Tess schüttelte den Kopf. »Nein, das nicht«, antwortete sie ehrlich. »Ich denke nur, dass Sie sich viel zu früh auf Jared als Täter festgelegt und gar nicht mehr in andere Richtungen ermittelt haben. Außerdem sind auch bei den Todesfällen von Claire Meyers und Susannah MacIntyre nicht alle Unstimmigkeiten geklärt worden. Und beim Verschwinden von Millie Walls haben Sie erst gar nichts unternommen.«

Während Tess ihre Anschuldigungen vorgebracht hatte, hatte sich das Gesicht des Sheriffs dunkelrot verfärbt.
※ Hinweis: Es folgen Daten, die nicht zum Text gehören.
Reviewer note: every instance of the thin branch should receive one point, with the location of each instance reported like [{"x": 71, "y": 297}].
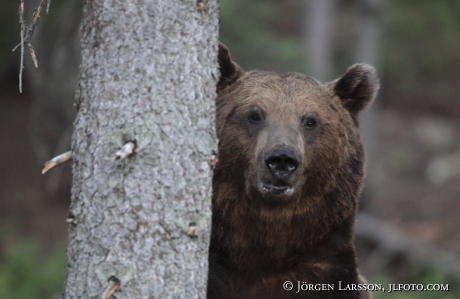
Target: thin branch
[
  {"x": 125, "y": 151},
  {"x": 26, "y": 34},
  {"x": 56, "y": 161}
]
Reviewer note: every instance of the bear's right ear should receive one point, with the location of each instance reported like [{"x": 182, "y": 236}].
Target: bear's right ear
[
  {"x": 357, "y": 87},
  {"x": 229, "y": 71}
]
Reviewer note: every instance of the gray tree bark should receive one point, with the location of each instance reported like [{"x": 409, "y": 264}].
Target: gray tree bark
[{"x": 148, "y": 75}]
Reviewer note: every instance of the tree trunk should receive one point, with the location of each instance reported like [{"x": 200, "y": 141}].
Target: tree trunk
[
  {"x": 319, "y": 37},
  {"x": 148, "y": 75},
  {"x": 369, "y": 26}
]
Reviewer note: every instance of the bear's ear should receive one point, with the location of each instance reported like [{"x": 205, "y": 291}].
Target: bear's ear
[
  {"x": 357, "y": 87},
  {"x": 229, "y": 71}
]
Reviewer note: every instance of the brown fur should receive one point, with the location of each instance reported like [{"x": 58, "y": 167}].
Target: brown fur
[{"x": 260, "y": 239}]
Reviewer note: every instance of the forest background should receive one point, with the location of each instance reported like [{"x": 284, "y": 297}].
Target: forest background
[{"x": 412, "y": 132}]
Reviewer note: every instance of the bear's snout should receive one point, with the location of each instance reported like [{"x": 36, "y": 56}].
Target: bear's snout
[{"x": 281, "y": 163}]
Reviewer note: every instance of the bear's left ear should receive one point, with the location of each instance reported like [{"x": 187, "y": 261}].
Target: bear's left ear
[{"x": 357, "y": 87}]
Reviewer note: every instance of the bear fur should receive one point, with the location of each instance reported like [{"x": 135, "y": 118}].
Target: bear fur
[{"x": 287, "y": 182}]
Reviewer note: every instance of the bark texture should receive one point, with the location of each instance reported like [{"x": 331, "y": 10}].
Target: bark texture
[{"x": 148, "y": 75}]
»Was bildest du dir eigentlich ein?«, blaffte er Tess an. »Es ist zweifelsfrei geklärt, dass Claire Meyers durch einen Unfall umgekommen ist und dass die MacIntyre sich selbst das Licht ausgeknipst hat. Und was Millie Walls angeht, hatten wir keinen Anlass, überhaupt zu ermitteln. Sie war volljährig, als sie von hier abgehauen ist, und sie hat ihre Sachen von zuhause mitgenommen. Außerdem hat keiner eine Vermisstenanzeige gestellt, nicht einmal ihre Eltern, und das spricht ja wohl Bände!«

Er schlug wütend mit der Faust auf den Tresen. Dann drehte er sich ohne ein weiteres Wort um, verschwand in seinem Zimmer und schmiss die Tür mit viel Schwung hinter sich zu.

Tess verfolgte seinen Abgang mit einem leichten Kopfschütteln. Eigentlich hätte sie sich gleich denken können, dass ihr der Besuch hier nichts bringen würde, aber einen Versuch war es wert gewesen. Aus den Augenwinkeln beobachtete Tess noch, wie Ruth und der Deputy leise miteinander tuschelten und immer wieder zu ihr herübersahen. Aber sie versuchte, es nicht weiter zu beachten.

Als sie die Polizeistation verließ und wieder auf die deutlich wärmere Straße hinaustrat, fluchte sie immer noch lautlos vor sich hin. Auch wenn sie selbst sich eben nicht gerade vorbildlich verhalten hatte, war es doch kaum zu glauben, was für ein ignoranter Sturkopf dieser Sheriff war!